David Horváth, Never ending light. Courtesy the Artist and Ciaccia Levi, Paris - Milan ©Photographs: Sebastiano Pellion di Persano
Entrando nella sede milanese di Galleria Ciaccia Levi, in via Gioacchino Rossini 31, veniamo circondati dai lavori di David Horváth, giovane artista emergente di nazionalità rumena. Nato nel 1998, dopo essersi laureato in pittura all’Università di Arti e Design di Cluj-Napoca torna a Baia Mare, la sua città natale, dove attualmente vive e lavora. L’artista collabora dal 2022 con la galleria di Nerina Ciaccia e Antoine Levi e ha partecipato a varie esposizioni collettive, tra cui ricordiamo, in Italia, Estetica dei visionari (2023), a cura dell’Archivio Casorati, Collezione Giuseppe Iannaccone e, naturalmente, Galleria Ciaccia Levi. Never Ending Light, la sua prima personale italiana, è aperta al pubblico dal 8 febbraio al 30 marzo.
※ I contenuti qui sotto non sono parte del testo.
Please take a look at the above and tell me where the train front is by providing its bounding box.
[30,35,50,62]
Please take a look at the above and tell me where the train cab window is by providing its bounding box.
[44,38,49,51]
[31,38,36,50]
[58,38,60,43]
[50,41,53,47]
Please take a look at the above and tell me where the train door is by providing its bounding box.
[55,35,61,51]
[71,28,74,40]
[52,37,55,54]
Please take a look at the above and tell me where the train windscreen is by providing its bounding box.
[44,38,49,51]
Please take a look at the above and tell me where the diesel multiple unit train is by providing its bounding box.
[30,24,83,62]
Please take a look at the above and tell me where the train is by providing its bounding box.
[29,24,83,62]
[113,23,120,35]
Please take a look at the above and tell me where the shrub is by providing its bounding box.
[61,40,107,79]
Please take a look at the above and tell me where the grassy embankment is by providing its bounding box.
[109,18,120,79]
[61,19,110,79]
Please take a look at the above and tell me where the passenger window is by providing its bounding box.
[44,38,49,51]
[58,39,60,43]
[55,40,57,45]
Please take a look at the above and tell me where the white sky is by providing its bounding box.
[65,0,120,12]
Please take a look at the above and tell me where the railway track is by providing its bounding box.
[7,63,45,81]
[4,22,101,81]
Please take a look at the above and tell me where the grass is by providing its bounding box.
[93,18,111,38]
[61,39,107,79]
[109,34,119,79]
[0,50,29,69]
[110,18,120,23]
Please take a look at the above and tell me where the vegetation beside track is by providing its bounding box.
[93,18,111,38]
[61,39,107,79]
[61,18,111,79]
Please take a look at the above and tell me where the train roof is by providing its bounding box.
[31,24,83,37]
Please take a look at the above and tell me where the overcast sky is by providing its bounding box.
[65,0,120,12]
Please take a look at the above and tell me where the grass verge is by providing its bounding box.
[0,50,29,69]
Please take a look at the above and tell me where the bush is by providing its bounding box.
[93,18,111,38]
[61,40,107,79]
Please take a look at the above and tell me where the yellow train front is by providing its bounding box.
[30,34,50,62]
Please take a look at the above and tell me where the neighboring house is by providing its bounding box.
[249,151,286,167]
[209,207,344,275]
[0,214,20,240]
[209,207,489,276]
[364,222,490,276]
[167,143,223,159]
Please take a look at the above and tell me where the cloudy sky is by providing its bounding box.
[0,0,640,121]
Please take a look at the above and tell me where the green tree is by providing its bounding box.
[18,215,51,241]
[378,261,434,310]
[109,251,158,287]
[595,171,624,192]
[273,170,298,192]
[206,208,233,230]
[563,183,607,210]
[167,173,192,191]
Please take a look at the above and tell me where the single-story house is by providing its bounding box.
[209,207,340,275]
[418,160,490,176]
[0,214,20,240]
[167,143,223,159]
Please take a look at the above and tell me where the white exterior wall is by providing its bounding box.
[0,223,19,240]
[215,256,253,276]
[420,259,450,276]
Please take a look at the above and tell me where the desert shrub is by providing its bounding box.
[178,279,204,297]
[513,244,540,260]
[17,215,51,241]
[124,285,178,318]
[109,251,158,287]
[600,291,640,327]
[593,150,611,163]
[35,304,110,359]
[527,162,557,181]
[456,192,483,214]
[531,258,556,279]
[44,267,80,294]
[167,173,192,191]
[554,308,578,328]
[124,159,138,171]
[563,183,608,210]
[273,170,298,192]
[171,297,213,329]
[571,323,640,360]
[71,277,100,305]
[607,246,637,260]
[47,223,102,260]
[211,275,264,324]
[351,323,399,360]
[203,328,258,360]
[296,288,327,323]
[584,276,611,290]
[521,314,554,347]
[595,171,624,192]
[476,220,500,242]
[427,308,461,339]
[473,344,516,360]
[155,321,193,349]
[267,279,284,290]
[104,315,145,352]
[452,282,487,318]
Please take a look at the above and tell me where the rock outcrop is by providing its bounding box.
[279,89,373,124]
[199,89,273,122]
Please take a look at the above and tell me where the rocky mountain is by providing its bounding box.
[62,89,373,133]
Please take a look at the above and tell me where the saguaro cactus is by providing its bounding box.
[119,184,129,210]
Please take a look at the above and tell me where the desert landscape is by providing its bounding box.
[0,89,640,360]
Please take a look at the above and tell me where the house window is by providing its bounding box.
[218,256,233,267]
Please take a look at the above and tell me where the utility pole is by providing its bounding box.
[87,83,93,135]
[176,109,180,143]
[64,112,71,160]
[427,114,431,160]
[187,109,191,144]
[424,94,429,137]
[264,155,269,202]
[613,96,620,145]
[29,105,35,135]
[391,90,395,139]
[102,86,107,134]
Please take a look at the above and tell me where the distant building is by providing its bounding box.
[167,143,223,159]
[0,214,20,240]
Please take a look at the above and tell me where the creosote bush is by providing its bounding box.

Horváth presenta nella sua prima personale italiana una selezione di autoritratti e paesaggi che culminano nella perfetta fusione dei due soggetti nell’opera Red self-portrait facing outwards (2024). Le esperienze soggettive dell’artista convivono, tra impressioni e visioni, in un racconto pittorico estremamente personale. Echi di richiami alla pittura dei Fauves, un po’ di Gauguin, di Cézanne, risuonano nel pennello dell’artista che definisce la sua espressione creativa «in bilico fra adolescenza ed età adulta». Lo stile di Horváth si contraddistingue per le sue tonalità intense e le figure estremamente semplificate; la proverbiale maestria della tradizione est-europea nel disegno a mano libera è evidente proprio in queste ultime che, se ad un occhio meno attento possono risultare semplici ed eseguite da una mano acerba, sono invece la dimostrazione lampante di una abilità acquisita e superata, perfetto esempio di un artista che padroneggia la tecnica e la fa sua.
L’energia dirompente delle pennellate trasforma la superficie pittorica in un coacervo di tratti forme e colori che sono la diretta e tumultuosa espressione di Horváth. Ad esempio in Red self-portrait no. 1 (2023), Red self-portrait no. 2 (2023) e Red self-portrait no. 3 (2023) l’artista cerca di esprimere con i colori la climax delle sue emozioni, raffigurandosi come una figura scarlatta che, rossa di rabbia, assiste all’impetuosa evoluzione del suo stato d’animo. Esagerando i tratti fisionomici e le saturazioni cromatiche dei soggetti dei dipinti, il giovane artista vi inserisce indizi che rivelano tratti della sua personalità, trasformando un ritratto o paesaggio in una istantanea dell’Io.
«Spinto dalla costante curiosità di conoscere il mio posto nel tempo presente, le figure umane che di solito appaiono nei dipinti sono riferimenti della mia persona, legati agli eventi di una infanzia scomoda», racconta David Horváth a exibart, aggiungendo poi, «anche se questi ricordi si sono dissolti nel tempo, oggi ritornano e parlano attraverso gli strumenti con cui lavoro in studio, in termini di tecnica e ideali visivi».